Greg Williams of the open government foundation says body camera footage often justifies police actions by showing if proper procedures were followed.

He says the video becomes a teaching tool if it shows mistakes by officers.

3 Indicted In Slaying, Mutilation Of Albuquerque Man Associated Press

Three people have been indicted for murder and other crimes in the killing and mutilation of an Albuquerque man.

Prosecutors say Chase Smotherman and Mariah Ferry face charges of first-degree murder, conspiracy, kidnapping and evidence tampering.

The Albuquerque Journal reported Tuesday a third person, Mitchell Overhand, has been charged with evidence tampering and conspiracy.

Albuquerque police say 41-year-old John Soyka was missing for more than a month when his body was located in September.

Authorities say their search was prompted when a man alleged the trio abducted him and threatened to kill Soyka over a drug debt. The man says he was also shown photos of Soyka's mutilated body.

The three defendants are facing charges in that incident as well.

It was not immediately known if they had attorneys.

US Rig Count Up By 8 This Week To 923; Wyoming Up 4 Associated Press

The number of rigs exploring for oil and natural gas in the U.S. increased by eight this week to 923.

That's up from the 593 rigs that were active a year ago.

Houston oilfield services company Baker Hughes said Wednesday that 747 rigs sought oil and 176 explored for natural gas this week.
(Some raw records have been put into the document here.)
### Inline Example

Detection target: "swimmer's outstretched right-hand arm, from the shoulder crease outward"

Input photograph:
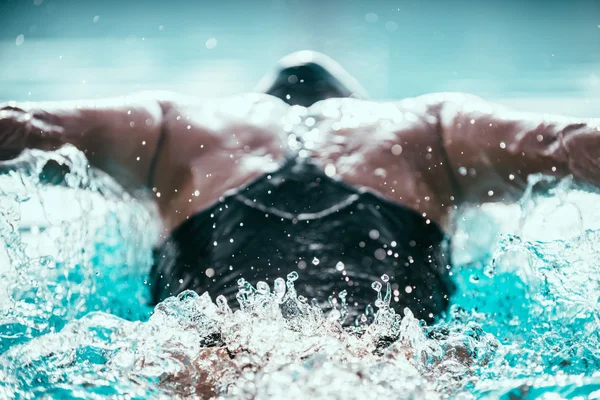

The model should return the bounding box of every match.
[436,93,600,202]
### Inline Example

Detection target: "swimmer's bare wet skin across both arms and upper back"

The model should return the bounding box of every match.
[0,92,600,236]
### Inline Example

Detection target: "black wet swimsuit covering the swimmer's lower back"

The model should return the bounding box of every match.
[151,152,454,321]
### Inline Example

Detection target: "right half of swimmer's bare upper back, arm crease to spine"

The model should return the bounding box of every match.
[309,98,454,228]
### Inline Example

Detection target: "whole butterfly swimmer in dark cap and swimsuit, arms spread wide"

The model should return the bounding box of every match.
[0,51,600,321]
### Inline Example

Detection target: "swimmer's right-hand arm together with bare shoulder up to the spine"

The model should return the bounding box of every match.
[311,93,600,230]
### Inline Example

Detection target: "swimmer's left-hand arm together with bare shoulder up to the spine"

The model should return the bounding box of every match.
[0,91,288,226]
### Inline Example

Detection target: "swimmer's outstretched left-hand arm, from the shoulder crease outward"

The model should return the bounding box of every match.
[0,93,171,189]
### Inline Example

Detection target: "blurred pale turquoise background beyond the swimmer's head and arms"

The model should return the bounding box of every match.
[0,0,600,117]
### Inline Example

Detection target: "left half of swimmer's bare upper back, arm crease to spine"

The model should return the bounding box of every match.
[152,94,289,229]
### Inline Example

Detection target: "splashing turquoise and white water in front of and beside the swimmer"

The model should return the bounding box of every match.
[0,148,600,399]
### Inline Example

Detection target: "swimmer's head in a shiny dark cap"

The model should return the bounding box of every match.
[257,50,367,107]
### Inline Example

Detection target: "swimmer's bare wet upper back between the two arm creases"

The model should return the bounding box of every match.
[152,95,453,236]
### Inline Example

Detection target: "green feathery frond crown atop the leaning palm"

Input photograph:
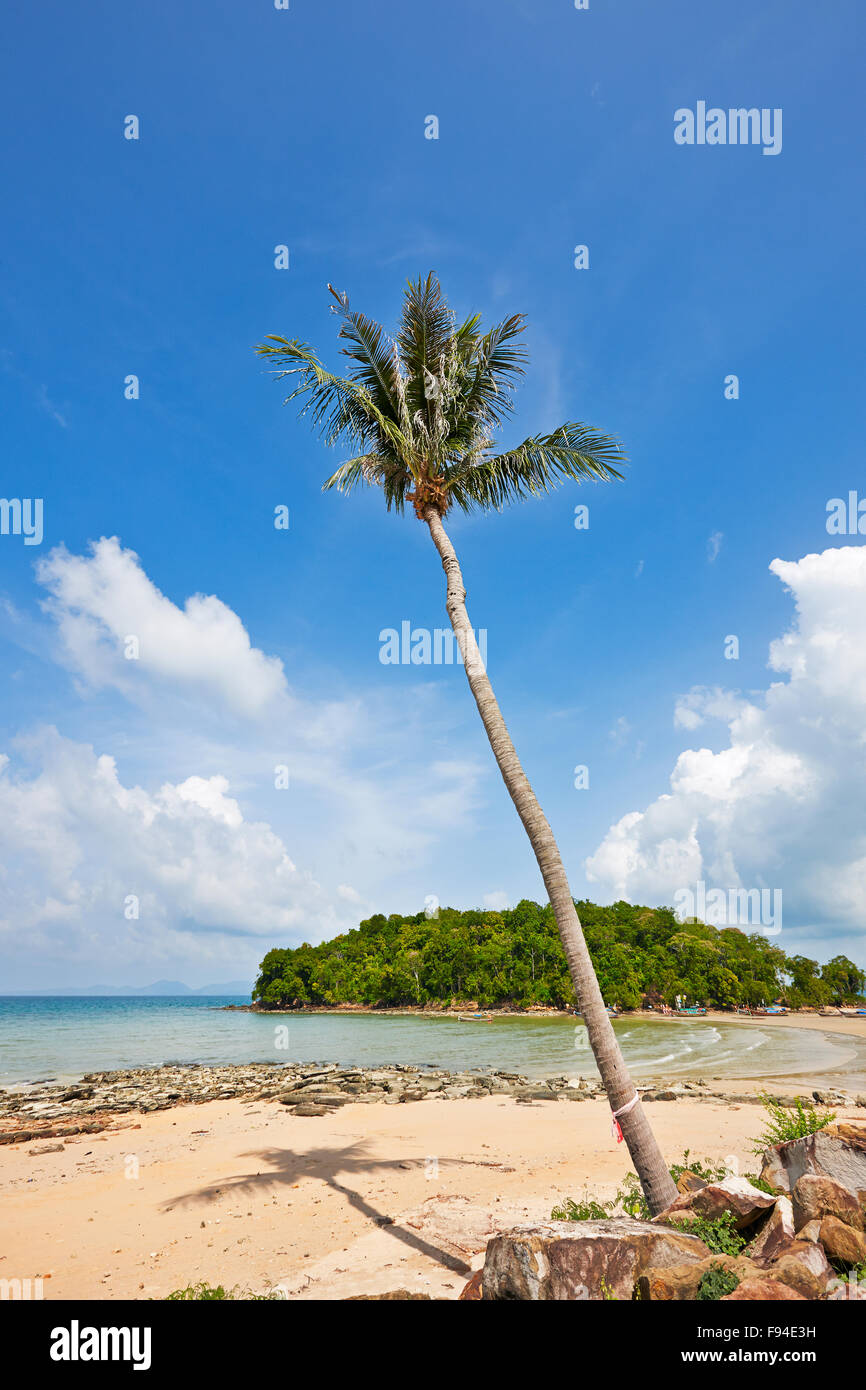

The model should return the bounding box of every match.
[256,274,626,517]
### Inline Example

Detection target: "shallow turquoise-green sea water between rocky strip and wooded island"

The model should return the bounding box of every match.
[0,995,866,1090]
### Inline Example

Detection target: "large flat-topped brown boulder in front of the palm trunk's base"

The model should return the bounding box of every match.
[482,1216,709,1302]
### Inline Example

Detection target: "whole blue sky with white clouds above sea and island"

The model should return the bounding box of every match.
[0,0,866,988]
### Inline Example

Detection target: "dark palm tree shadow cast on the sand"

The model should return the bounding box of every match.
[163,1140,471,1275]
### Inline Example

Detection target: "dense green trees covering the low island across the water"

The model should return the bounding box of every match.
[253,899,866,1009]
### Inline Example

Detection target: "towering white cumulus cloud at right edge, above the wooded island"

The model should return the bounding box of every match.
[585,546,866,933]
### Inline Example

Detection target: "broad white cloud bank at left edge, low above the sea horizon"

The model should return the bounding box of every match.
[0,728,336,965]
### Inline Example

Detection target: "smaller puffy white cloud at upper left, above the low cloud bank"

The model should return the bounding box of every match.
[36,537,286,716]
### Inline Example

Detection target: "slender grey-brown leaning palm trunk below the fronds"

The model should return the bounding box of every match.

The weekly tabulation, normally released on Friday, was distributed early this week because of the Thanksgiving holiday.

Among major oil- and gas-producing states, Wyoming gained four rigs while Colorado, Louisiana, New Mexico and Texas were up one apiece.

Utah declined by one.

Alaska, Arkansas, California, North Dakota, Ohio, Oklahoma, Pennsylvania and West Virginia were unchanged.
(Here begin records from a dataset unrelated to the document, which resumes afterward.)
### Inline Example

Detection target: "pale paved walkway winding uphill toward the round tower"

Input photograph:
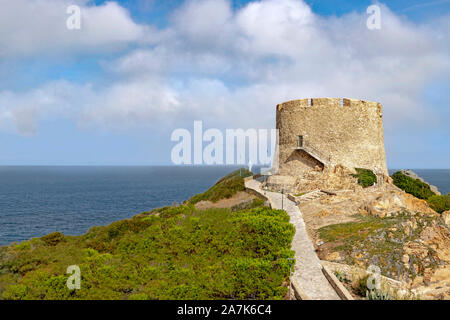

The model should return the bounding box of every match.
[245,180,340,300]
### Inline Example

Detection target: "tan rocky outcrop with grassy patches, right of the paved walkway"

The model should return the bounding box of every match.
[301,172,450,299]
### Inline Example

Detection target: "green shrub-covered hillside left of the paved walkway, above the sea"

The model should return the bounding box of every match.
[0,170,294,299]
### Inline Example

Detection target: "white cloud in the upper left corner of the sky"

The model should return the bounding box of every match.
[0,0,145,58]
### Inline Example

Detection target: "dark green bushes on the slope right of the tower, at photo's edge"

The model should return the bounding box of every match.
[392,171,450,213]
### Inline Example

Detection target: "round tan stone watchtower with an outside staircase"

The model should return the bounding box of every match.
[276,98,388,176]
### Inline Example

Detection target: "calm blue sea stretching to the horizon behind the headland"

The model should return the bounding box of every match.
[0,166,450,245]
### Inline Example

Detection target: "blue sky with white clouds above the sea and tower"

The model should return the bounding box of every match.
[0,0,450,168]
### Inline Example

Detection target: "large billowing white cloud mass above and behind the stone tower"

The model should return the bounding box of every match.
[100,0,449,130]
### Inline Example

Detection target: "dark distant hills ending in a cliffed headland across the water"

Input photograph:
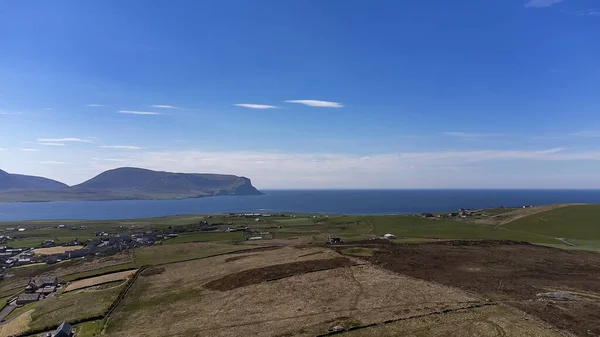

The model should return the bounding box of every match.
[0,167,262,202]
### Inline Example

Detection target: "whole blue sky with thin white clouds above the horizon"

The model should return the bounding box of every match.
[0,0,600,188]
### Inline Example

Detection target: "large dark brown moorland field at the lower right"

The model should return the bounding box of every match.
[342,241,600,336]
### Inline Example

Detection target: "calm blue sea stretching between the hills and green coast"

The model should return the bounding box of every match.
[0,190,600,221]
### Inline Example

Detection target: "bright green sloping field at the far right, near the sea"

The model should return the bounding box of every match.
[502,205,600,240]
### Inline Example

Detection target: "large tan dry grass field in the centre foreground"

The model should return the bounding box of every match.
[107,247,492,337]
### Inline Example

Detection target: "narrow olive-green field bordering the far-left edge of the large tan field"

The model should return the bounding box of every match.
[134,242,256,267]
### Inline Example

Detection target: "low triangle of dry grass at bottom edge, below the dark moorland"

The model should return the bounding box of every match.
[339,305,563,337]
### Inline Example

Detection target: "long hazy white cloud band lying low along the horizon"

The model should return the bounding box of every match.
[75,148,600,188]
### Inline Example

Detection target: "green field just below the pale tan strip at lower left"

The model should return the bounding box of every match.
[29,287,122,330]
The U.S. rig count peaked at 4,530 in 1981. It bottomed out in May of 2016 at 404.

New Mexico Mom Arrested After Kids Test Positive For Meth Associated Press

A New Mexico mother is facing child abuse charges after her two children tested positive for methamphetamine.
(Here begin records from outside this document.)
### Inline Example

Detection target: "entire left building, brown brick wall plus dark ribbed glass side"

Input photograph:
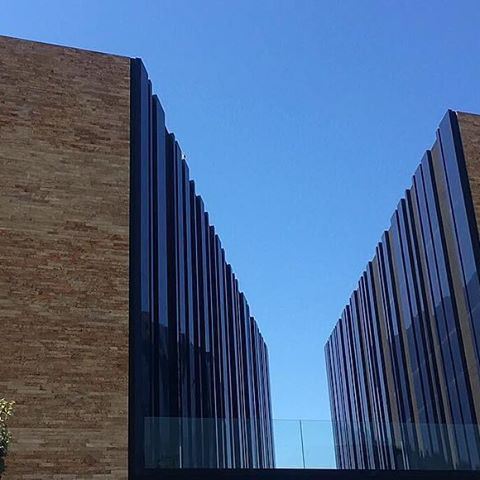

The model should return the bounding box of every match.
[0,37,274,480]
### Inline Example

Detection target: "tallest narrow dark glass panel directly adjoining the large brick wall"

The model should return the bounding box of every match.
[129,59,153,474]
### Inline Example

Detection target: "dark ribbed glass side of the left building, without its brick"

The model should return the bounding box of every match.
[129,60,275,475]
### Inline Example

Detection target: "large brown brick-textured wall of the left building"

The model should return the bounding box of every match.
[0,37,130,480]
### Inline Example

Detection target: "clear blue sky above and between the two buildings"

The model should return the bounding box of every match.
[0,0,480,419]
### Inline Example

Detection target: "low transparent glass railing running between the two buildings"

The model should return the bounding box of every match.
[143,417,480,470]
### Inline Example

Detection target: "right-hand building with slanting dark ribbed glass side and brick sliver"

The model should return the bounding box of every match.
[325,111,480,469]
Las Cruces police say 27-year-old Marissa Gomez was arrested last week in Silver City following an investigation that was spurred by a welfare check conducted on the two children in early October.

Gomez has addresses in both Las Cruces and Silver City. It's not clear if she has an attorney.

Authorities say Gomez indicated to an officer that people who visit her have smoked meth in the apartment she shares with her 8- and 2-year-old daughters.

The children were placed in the custody of the state child welfare agency. They were given drug tests and investigators learned that they both tested positive.

Authorities say children are highly susceptible to the vapors of methamphetamine and surfaces contaminated by the drug.

Northwestern New Mexico Community No Longer Must Boil Water Associated Press

A boil-water advisory that marked the start of a water crisis in San Juan County more than a year ago is ending.

The New Mexico Environment Department confirmed Tuesday it is lifting a water advisory for residents of the Harvest Gold subdivision.

State regulators say the drinking water was exceeding safe standards for turbidity. But water samples now show no sign of contamination or unsafe turbidity levels.

The June 2016 advisory had warned residents to boil tap water before using it for cooking, cleaning or drinking.

The Harvest Gold water system serves 460 customers in the Crouch Mesa area.

AV Water Company previously owned Harvest Gold. Now, it belongs to the Apple Orchard Mutual Domestic Water Consumers Association.